The Four Foundations (Awakenings) of Mindfulness - Satipatthäna
Satipatthäna is one of
the fundamental meditation practices of the Hïnayäna, which
consists of (in order):
1.) Mindfulness of body
This includes mindfulness of inhalation and exhalation as well as of bodily posture, clarity of mind
during all activites, contemplation of the thirty-two parts of the body, analysis of the bodily elements,
and charnel ground contemplation.
2.) Mindfulness of feeling
This is where one recognizes feelings as pleasant, unpleasant, or indifferent, worldly or supramundane,
and sees clearly their transitory quality.
3.) Mindfulness of mind
In mindfulness of mind, every state of consciousness that arises is noted and recognized as passionate
or passionless, agressive or free from aggression, deluded or undeluded.

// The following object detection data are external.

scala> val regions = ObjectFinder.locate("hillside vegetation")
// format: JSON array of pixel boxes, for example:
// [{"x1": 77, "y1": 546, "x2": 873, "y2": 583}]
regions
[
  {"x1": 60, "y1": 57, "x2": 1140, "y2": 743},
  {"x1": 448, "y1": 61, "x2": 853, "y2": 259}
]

4.) Mindfulness of mental objects
In mindfulness of mental objects, one is aware of the conditionedness and inessentiality of things,
knows whether or not the five hindrances are present, recognizes the personality and the basic elements
of the mental process as consisting of the five skandhas, and possesses an understanding of the four
noble truths that corresponds to reality.
Skhandha - term for the five aggregates, which constitute the enirety
of what is gernerally known as "personality".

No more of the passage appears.